A: When you’re communicating difficult news it takes a lot of time to craft your internal communication plan because you need to think through how they might react or resist. It helps to have a small brain trust of people you can run your messaging by. Give them a taste test of what you might say and then ask them to tell you viscerally how it felt to them and tell you how they think the audience will react. If you’ve spent time in your audience’s shoes, you will better understand how they’re likely to feel about this news and how it will impact them and their families. Then bake into your vision presentation that you understand they’re going through these things. When you know how the audience feels, you can practice empathetic communication, which is key to leading change. You also must increase the emotional appeal in your communication as a leader to inspire people in challenging times because people need more emotional fuel. But you can’t do it in a fake or contrived way; you must show emotion authentically.
A: It’s hard to formulate a clear strategy when the environment around your business is unpredictable, which was especially true during the COVID pandemic. Uncertainty can be scary and can cause people to “freeze” out of fear instead of leaping into action, which can happen to leaders, too. Sometimes leaders hold back on communicating to employees until they know exactly what they’re going to do, but that leaves a void of information that can make people feel more afraid. When you’re not sure what’s coming next, it’s still better to say something than nothing, even if all you can say is “We’re still working through our plans and will update you as soon as we know more.” What you say is important, but how you say it also matters, too. During COVID, Nancy recorded video memos to our employees as part of our internal communication strategy to keep everyone updated on our business plans as the situation evolved. Everyone was working from home and feeling disconnected from each other, so I needed them to see my eyes and the emotions on my face, so they knew I was in solidarity with them. I got a lot of notes from people about the comfort they felt after watching those videos and how it made them feel braver. It was so well-received that we’ve baked CEO memos into our business communication process.

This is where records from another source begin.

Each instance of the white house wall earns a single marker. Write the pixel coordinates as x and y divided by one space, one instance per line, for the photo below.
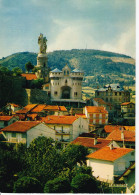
12 120
102 170
121 164
40 130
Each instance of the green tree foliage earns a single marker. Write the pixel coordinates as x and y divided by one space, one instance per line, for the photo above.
92 62
44 161
16 71
29 66
27 185
37 83
10 165
58 185
74 154
83 183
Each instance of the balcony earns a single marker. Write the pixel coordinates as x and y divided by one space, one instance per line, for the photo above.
62 133
16 140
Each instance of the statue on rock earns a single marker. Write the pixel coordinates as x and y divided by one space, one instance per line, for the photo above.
42 42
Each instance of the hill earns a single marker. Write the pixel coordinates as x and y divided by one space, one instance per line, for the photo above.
100 67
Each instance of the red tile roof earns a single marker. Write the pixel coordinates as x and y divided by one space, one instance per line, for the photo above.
15 105
62 108
100 101
96 109
89 142
26 109
32 116
29 76
52 119
130 128
81 115
116 135
110 128
21 126
51 108
109 154
5 118
126 103
38 108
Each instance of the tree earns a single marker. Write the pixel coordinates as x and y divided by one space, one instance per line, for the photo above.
29 66
10 165
74 154
17 71
58 185
37 83
83 183
27 185
44 161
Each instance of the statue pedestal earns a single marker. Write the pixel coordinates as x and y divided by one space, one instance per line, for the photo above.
42 60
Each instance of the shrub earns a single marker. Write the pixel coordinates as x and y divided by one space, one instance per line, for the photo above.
84 183
58 185
27 185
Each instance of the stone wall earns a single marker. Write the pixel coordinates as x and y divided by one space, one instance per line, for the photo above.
37 96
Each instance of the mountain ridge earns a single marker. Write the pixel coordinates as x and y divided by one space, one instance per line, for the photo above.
94 63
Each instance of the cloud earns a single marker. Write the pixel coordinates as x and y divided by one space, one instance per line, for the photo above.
125 43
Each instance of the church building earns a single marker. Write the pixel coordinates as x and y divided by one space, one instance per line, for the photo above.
66 85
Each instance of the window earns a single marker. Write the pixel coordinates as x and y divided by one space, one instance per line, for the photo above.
23 135
13 134
55 93
5 123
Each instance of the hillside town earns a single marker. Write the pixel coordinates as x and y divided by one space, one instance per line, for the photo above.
104 124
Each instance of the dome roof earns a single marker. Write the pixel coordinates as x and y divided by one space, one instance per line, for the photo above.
76 70
56 70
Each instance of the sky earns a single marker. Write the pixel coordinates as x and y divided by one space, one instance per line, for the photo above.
107 25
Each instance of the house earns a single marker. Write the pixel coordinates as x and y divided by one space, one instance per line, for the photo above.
74 111
26 131
108 106
109 128
97 115
66 86
93 144
2 136
129 178
108 163
55 110
22 113
7 120
13 108
128 112
67 127
39 109
29 77
113 93
124 138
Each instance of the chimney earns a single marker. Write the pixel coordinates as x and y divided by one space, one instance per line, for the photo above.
122 134
95 141
111 146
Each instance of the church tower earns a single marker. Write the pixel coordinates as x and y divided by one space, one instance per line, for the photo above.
42 67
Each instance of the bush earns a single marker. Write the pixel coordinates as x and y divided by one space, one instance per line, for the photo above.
27 185
83 183
58 185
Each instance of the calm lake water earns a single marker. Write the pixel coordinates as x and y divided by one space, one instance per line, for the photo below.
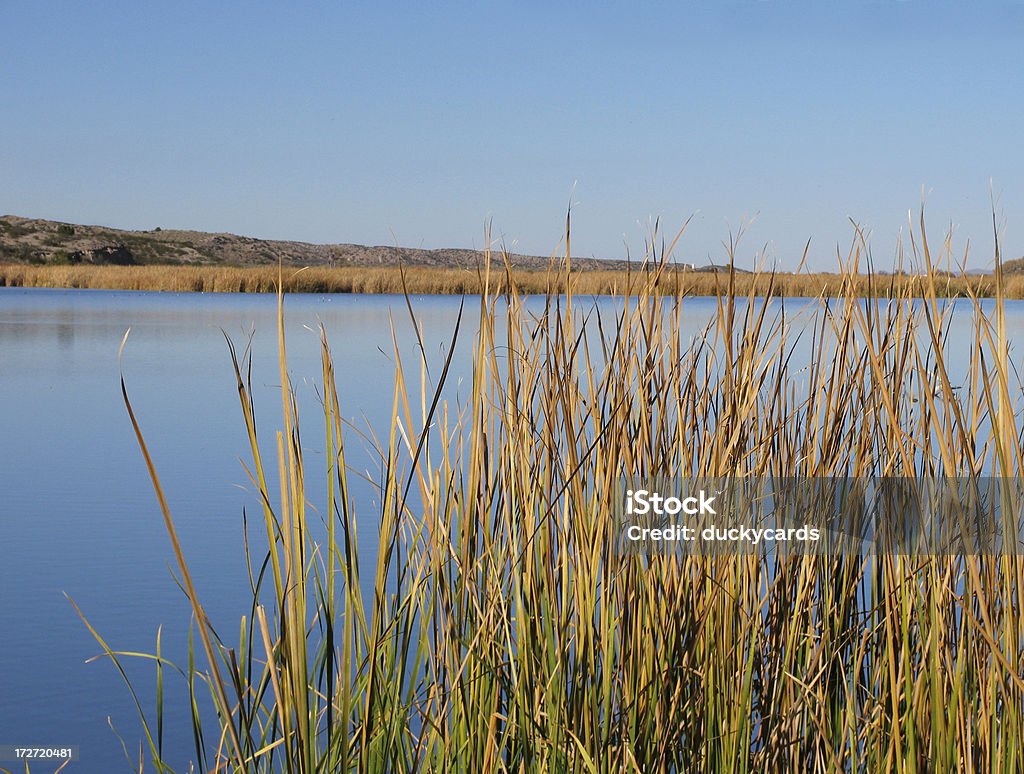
77 509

A: There are constraints on business communication for a reason. For instance, if you’re working for a publicly traded company and you send an internal email that gets forwarded outside, it creates risk for the business. So, to thrive in an organization, you must work within the system’s constraints and map yourself to the culture. But in every culture, there are groups of people who make up the whole and even a single team is an important part of that ecosystem. If you manage a team, you can influence that part of the ecosystem and you can do that by hosting a Zoom call to bond with your team for 30 minutes. Practicing empathy in communication means giving people the emotional fuel they need in that moment.